URL: https://www.sei.cmu.edu/annual-reviews/2023-year-in-review/assuring-trustworthiness-of-ai-for-warfighters/

Extract

CaTE's stated scope: - Mission: "Establish methods for assuring trustworthiness in AI systems with emphasis on interaction between humans and autonomous systems" - Dual focus: "Standards, methods, and processes for providing evidence for assurance" (system side) AND "developing measures to determine calibrated levels of trust" (human side) - Key concept: "How systems interact with each other, and especially the interactions between AI and humans" - Vocabulary: Uses "calibrated trust," "safe and reliable operation," "human understanding of AI capabilities and limitations" - Does NOT use: sycophancy, acquiescence, agreement bias, automation bias

The review describes CaTE as addressing "human-machine teaming and measurable trust" across military branches.
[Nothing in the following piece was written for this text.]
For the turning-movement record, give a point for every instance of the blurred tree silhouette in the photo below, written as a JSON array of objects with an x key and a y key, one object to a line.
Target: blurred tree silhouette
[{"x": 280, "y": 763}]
The "human has to understand the capabilities and limitations of the AI system to use it responsibly" — framing the problem as human understanding, not system behavior.

Relevance to Hypotheses

Hypothesis Relationship Strength
H1 Contradicts No evidence of system output behavioral constraints
H2 Supports Dual scope stated, but human trust measurement is emphasized
H3 Contradicts System trustworthiness evaluation is within scope

Context

The SEI annual review provides the most detailed public description of CaTE's scope and approach. The vocabulary is entirely from the defense/human-factors tradition (calibrated trust, human-machine teaming, trustworthiness assurance) with no AI safety vocabulary (sycophancy, alignment, RLHF).